Unfortunately, such clarity has not yet been provided. Therefore, tonight I voted for the McPartland/Smith amendment to the Fire Safety Bill.
For many in Wimbledon, the dream of home ownership has gone from a dream to a nightmare because of these cladding and safety problems. It is our duty to protect and provide legal certainty to leaseholders who are facing these issues through no fault of their own.
Finally, you can read my speech during the debate on the Fire Safety Bill on 24th February 2021 below.
I am pleased to make a small, short contribution to this afternoon’s debate and, like so many others, wish my right hon. Friend the Member for Old Bexley and Sidcup (James Brokenshire) all the best.
For many in Wimbledon, the dream of home ownership —the aspiration to have a home—has gone from a dream to a nightmare because of these cladding and safety problems. I listened carefully to the Minister, and he is right: it is our duty to protect and provide legal certainty to leaseholders who are facing these issues through no fault of their own. As such, I warmly recognise and welcome the efforts of my right hon. Friends the Secretary of State and the Housing Minister, who have provided an extra £3.5 billion to make a total of £5 billion. I also recognise that this is for cladding, and that a number of other remedies will be required. On that basis, the principle must be that the defector must pay.
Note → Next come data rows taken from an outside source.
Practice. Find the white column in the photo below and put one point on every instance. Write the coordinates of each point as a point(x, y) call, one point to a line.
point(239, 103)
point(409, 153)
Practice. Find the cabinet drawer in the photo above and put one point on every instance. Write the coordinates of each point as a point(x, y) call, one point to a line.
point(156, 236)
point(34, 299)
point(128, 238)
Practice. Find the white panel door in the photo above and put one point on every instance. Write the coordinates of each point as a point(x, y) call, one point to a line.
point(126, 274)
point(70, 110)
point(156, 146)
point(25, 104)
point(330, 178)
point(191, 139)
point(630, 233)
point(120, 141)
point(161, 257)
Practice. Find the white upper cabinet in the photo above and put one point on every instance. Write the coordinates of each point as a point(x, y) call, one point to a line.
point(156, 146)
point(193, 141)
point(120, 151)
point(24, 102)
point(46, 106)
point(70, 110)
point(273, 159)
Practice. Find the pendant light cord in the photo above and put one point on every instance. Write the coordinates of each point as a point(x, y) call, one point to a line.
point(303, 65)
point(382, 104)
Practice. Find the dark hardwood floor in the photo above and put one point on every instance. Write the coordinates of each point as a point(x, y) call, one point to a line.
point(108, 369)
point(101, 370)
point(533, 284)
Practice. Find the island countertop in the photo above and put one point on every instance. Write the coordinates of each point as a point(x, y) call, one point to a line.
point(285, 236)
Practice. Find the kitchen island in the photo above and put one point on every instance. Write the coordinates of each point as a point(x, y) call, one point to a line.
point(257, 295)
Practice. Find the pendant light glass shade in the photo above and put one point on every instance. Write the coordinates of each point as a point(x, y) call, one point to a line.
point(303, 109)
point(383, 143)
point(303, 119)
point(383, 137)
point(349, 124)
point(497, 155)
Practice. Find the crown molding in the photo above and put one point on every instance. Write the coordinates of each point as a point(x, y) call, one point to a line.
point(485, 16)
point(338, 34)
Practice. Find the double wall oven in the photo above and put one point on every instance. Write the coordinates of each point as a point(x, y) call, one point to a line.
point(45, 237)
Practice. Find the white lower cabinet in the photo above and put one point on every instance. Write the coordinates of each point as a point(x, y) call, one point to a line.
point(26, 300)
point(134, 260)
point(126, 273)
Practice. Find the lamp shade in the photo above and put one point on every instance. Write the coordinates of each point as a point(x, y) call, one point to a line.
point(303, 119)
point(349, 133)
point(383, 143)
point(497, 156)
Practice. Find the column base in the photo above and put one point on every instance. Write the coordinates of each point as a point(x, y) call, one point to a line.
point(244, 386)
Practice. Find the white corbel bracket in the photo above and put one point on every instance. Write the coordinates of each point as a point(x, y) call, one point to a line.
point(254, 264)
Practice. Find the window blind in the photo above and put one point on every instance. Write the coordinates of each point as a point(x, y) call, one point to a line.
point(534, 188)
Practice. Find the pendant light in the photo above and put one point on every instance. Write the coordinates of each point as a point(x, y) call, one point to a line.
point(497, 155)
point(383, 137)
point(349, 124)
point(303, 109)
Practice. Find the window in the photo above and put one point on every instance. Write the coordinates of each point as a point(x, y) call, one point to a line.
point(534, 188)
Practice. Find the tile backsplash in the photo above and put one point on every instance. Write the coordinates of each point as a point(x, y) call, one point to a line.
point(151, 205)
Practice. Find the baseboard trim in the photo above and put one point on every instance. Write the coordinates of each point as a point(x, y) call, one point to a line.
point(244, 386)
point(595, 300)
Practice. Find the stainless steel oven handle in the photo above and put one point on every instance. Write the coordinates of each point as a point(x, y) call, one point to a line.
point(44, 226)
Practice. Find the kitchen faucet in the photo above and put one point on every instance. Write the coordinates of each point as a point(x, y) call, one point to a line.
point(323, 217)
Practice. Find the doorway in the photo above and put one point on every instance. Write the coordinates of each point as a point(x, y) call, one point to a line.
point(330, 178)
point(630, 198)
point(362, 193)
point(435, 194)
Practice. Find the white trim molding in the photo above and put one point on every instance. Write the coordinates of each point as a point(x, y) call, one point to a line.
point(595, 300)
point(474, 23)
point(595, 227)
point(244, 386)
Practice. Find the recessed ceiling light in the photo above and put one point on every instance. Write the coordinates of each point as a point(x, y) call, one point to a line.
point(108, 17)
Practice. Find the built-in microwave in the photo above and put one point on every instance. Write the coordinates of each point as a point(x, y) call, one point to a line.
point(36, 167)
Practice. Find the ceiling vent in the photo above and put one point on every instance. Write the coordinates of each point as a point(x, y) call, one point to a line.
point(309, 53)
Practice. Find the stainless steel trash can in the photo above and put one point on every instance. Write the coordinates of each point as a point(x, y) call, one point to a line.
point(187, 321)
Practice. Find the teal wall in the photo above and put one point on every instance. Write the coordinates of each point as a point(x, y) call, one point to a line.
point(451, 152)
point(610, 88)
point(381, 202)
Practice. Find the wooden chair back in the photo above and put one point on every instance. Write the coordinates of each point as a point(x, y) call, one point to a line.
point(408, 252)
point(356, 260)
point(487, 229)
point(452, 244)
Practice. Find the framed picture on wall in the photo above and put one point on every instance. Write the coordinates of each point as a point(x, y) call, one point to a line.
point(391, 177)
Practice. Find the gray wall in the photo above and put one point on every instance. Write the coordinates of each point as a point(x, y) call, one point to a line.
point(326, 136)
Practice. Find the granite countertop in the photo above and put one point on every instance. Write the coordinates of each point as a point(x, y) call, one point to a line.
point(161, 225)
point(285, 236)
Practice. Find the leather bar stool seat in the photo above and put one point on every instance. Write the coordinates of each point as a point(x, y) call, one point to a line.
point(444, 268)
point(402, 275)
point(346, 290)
The Government have rightly said on a number of occasions that the costs must not fall on the leaseholder, and, in making the extra contribution to the fund, my right hon. Friend the Secretary of State said that he was taking a risk-based approach. The approach for people living in buildings under 18 metres is supposedly similar. We are told there is going to be new guidance that will ensure that risk-based approach will happen, so that many buildings under 18 metres will not necessarily be within the scope of remediation, and that no one will pay more than £50 even if they are. However, we have no details. We have no guarantees that the banks and the insurers will respect these new assessments, and provide mortgages and decrease insurance costs. We have no guarantee that when the Royal Institution of Chartered Surveyors produces this guidance it will take precedence, and that the EWS1 forms will be produced.
The Government have said that the details of these schemes will be available shortly. However, until they are available, there is no certainty for leaseholders in blocks under 18 metres, and, as has already been said, they may become liable for costs earlier than that. My hon. Friend the Member for Southampton, Itchen (Royston Smith) has already pointed out that this is not an unlimited ask of the Government; it is a specific ask, saying that those who caused the defects should pay.
I listened carefully to the Minister, and I will listen again, but I say to him that the Government could have provided some certainty today by agreeing to bring forward an amendment in the Building Safety Bill, or indeed an amendment that would have given a clear hint in this Bill. Until that happens, unfortunately, lease- holders in buildings under 18 metres will have no certainty, and they deserve it.